Nous étions tous installés sur une prairie superbement ombragée,
et après nous être régalés de salades et de quiches,
nous avons eu le plaisir de voir défiler des épisodes de la
vie de Margot (née Marguerite Kahn). Ce fut d'abord le tour de Marthe
Heymann, ancienne camarade de jardin d'enfant et d'école, qui a su
faire revivre avec simplicité et chaleur la vie juive de ces petites
localités où des instituteurs dévoués et compétents
ont su réparer des classes de 25 enfants de 6 à 12 ans aux étapes
suivantes, où les élèves se rendaient à Bouxwiller,
en train la semaine, à pied le Shabath, parcourant les sept kilomètres
qui séparaient les deux petites villes.
Puis la guerre survenant, les Juifs d'Ingwiller sont expulsés par les
Allemands ; Margot, qui est membre du Mouvement de jeunesse Yechouroun, se
réfugie dans
la région de Limoges avec sa famille.
En 1942 débutent les rafles de jeunes étrangers, et l'OSE
demande aux moniteurs de colonies de vacances de laisser ces dernières
ouvertes. C'est ainsi que Margot commence son travail auprès des adolescents
de la région de Limoges. L'un d'eux, le professeur Meno Horowitz venu
de Tel Aviv, raconte comment dès cette période sombre de 1942-43,
alors qu'il était placé en internat à Limoges, les visites
de Margot étaient pour lui comme l'apparition d'une bonne et belle
fée. Car Margot, n'en déplaise à sa modestie, était
une superbe jeune fille, et c'est une octogénaire droite et belle,
bonne marcheuse, à qui on ne donne pas son âge.
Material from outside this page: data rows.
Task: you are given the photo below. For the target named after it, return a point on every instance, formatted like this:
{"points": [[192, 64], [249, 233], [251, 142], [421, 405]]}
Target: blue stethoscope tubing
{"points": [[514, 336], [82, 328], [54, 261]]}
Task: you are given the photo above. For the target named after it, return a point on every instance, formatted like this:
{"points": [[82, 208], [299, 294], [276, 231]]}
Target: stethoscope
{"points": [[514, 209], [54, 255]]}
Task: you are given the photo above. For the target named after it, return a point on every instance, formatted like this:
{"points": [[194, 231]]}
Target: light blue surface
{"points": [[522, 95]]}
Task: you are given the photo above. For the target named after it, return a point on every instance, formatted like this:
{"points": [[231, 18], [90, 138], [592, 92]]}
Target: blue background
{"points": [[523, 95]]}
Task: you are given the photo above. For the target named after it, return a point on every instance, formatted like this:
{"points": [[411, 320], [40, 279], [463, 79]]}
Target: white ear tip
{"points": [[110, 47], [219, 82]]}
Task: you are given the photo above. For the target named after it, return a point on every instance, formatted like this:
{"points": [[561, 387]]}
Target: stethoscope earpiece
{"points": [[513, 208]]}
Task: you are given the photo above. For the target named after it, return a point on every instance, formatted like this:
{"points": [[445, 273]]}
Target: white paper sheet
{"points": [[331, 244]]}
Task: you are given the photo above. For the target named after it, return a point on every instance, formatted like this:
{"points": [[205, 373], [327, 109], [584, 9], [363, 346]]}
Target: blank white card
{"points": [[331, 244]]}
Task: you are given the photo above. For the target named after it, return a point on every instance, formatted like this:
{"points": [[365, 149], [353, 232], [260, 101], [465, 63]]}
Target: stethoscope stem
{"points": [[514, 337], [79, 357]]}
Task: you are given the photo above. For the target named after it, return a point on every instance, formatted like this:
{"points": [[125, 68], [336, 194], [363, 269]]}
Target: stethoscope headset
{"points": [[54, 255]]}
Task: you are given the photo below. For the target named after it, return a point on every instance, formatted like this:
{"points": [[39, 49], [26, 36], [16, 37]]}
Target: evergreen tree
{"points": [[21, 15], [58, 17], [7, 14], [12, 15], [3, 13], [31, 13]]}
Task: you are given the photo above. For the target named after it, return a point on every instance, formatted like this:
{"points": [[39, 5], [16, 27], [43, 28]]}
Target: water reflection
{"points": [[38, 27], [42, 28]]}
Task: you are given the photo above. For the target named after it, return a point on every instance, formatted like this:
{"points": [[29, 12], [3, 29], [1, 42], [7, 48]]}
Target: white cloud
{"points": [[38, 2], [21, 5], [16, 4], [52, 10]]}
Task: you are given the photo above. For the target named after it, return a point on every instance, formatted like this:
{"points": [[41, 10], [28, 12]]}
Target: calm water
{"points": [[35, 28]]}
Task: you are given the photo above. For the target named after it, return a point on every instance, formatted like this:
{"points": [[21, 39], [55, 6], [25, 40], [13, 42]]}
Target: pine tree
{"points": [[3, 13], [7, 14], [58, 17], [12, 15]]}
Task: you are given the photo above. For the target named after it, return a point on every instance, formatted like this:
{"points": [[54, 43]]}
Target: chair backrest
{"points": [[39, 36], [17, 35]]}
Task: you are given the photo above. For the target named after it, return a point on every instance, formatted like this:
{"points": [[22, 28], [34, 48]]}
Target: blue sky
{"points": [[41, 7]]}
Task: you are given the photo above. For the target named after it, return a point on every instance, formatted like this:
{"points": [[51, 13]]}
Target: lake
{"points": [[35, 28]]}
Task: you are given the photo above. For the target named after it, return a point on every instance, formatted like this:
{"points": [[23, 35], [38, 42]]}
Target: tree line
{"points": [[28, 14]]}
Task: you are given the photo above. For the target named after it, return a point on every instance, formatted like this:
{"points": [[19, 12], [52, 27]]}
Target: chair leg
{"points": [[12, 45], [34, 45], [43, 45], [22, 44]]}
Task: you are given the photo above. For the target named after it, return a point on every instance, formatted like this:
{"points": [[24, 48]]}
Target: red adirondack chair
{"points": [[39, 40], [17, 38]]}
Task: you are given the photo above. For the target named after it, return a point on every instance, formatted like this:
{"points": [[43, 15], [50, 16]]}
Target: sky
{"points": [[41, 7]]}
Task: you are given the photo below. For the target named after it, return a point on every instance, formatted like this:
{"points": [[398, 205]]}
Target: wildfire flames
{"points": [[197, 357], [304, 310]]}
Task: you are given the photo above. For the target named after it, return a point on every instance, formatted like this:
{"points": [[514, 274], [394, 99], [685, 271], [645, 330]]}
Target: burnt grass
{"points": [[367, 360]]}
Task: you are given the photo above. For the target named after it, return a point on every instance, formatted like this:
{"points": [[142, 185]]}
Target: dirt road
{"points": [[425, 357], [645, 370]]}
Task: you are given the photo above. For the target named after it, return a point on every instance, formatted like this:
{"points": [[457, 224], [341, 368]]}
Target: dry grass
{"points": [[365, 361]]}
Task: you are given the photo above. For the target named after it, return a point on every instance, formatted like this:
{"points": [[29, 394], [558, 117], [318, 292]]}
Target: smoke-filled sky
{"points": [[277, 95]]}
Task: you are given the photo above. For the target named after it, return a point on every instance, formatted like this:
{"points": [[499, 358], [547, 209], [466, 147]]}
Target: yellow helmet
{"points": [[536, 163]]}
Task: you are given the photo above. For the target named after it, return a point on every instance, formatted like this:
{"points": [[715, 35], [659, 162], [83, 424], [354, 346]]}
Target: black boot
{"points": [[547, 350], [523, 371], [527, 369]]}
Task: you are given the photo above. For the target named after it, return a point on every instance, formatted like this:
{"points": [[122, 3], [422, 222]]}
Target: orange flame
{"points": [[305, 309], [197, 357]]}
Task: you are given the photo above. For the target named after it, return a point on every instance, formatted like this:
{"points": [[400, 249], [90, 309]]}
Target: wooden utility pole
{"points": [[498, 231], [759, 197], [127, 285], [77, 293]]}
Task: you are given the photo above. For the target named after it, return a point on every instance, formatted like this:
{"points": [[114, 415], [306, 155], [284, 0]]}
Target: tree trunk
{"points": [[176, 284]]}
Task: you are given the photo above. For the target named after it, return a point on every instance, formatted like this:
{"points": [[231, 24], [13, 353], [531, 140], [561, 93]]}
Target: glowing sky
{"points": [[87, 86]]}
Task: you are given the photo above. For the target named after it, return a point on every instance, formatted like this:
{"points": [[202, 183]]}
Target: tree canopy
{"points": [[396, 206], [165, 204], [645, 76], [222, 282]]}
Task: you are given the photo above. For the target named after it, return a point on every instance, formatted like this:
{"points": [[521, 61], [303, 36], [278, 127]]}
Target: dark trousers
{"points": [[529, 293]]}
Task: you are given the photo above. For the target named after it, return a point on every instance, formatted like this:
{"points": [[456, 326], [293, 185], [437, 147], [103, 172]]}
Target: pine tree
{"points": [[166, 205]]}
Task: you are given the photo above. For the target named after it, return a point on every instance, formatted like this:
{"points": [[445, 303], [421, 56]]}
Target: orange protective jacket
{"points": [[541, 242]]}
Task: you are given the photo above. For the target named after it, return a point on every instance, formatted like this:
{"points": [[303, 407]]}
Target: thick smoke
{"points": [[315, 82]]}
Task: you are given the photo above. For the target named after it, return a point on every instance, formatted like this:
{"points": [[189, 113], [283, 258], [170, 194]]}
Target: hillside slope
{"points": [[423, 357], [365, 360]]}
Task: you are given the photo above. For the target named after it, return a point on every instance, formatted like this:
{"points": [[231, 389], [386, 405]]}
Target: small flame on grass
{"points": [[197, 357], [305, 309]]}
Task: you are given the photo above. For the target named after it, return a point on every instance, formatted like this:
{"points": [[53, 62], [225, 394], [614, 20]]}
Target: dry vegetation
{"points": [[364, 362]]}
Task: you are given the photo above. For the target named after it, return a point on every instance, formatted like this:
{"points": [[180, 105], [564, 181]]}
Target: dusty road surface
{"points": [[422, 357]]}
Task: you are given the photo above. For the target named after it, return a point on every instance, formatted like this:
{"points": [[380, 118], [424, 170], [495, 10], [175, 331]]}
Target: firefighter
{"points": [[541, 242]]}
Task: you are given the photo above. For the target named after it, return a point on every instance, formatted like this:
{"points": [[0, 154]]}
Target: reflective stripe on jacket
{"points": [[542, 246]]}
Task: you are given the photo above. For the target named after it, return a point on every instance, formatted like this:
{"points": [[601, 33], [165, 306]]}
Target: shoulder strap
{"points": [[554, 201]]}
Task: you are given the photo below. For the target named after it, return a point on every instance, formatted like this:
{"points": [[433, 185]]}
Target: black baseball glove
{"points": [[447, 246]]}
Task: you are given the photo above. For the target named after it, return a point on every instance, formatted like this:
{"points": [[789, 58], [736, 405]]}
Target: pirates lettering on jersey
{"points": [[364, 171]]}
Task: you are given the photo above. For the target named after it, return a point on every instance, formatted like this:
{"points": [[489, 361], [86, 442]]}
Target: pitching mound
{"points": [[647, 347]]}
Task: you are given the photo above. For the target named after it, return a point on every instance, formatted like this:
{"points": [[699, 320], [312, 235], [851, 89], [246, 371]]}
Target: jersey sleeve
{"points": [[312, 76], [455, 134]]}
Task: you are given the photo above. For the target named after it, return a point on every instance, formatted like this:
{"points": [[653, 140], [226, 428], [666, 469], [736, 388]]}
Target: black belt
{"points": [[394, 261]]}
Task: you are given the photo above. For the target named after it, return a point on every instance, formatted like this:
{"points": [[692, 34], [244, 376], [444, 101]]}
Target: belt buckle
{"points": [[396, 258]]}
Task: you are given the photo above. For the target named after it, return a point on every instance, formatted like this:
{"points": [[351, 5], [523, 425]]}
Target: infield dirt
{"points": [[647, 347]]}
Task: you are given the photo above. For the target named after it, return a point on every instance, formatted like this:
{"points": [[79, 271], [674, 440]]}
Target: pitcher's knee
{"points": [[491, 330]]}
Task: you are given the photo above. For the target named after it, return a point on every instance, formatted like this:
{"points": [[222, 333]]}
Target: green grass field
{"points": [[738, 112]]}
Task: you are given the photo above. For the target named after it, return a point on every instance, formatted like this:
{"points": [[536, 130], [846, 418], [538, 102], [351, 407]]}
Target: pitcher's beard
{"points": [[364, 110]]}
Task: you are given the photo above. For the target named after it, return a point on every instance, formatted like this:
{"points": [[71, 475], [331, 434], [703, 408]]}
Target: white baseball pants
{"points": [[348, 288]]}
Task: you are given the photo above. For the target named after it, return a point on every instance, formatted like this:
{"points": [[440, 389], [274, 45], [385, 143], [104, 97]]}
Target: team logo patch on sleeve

Puis, dès 1943, elle "travaille" comme résistance,
assistante sociale dans la région de Lyon, visite les enfants placés
dans des familles de l'Ain, découvre la misère de la communauté
de Saint-Fond. Elle fait partie du réseau Garel et de l'OSE, prend
des initiatives personnelles. Et au moment de la Libération, le 2 septembre
1944, elle retire les enfants des familles où ils étaient placés
pour qu'ils passent Rosh Hashana dans des familles juives de Lyon, puis dans
un home à Oublins avec Gaby Wolf. Deux mois après, ceux-ci seront
placés dans la maison des Hirondelles, ouverte par les Samuel mandatés
par l'OSE.
Mais laissons la période de la guerre et de l'immédiat après-guerre
: Margot a épousé le directeur pédagogique de l'OSE ;
ensemble ils maintiennent et développent leurs relations avec les jeunes
adolescents, et pour certains d'entre eux, ils deviennent réellement
des substituts de parents.
En 1950, ils montent en Israël avec leurs trois petits enfants. Malgré
la modestie de leur logement, leur maison est ouverte à tous, autant
aux amis strasbourgeois qui visitent Israël en touristes, qu'aux étudiants
immigrés dans le pays sans leurs parents, qui trouvent une table accueillante
et une ambiance chaleureuse.
Quelques années plus tard, Margot devient la secrétaire de Martin
Buber, et au cours des années 60, bibliothécaire à la
Bibliothèque nationale universitaire où elle travaille depuis
lors, aussi bizarre que cela puisse paraître : en effet, depuis sa retraite,
elle a continué à travailler au même rythme. Sont témoins
et présents là, à sa fête, son patron et ses collègues
avec certains desquels elle s'est liée d'une amitié très
solide et chaleureuse. Son patron témoigne avec humour de son assiduité
au travail.
Sont là également des amis avec lesquels Margot a voyagé
ces dernières années en Chine, sur la Route de la Soie etc..
Bref, ce qui apparaît, c'est qu'à toutes les étapes de
sa vie, malgré des épreuves dures, puisque depuis presque trente
ans elle est veuve, elle a su réunir autour d'elle des gens qui l'apprécient,
l'admirent, et qui l'aiment : nous sommes de ceux-là et lui souhaitons
de continuer sur sa lancée active, tonique de grand-mère aimée,
d'amie d'antan et d'aujourd'hui, et de planifier encore de beaux voyages.
En ces jours si éprouvants, où l'on ne perçoit pas de
lumière au bout du tunnel, les rencontres de ce genre sont d'un réconfort
appréciable.
Margot Cohn est décédée le 1er mars 2016 à Jérusalem (n.d.l.r.).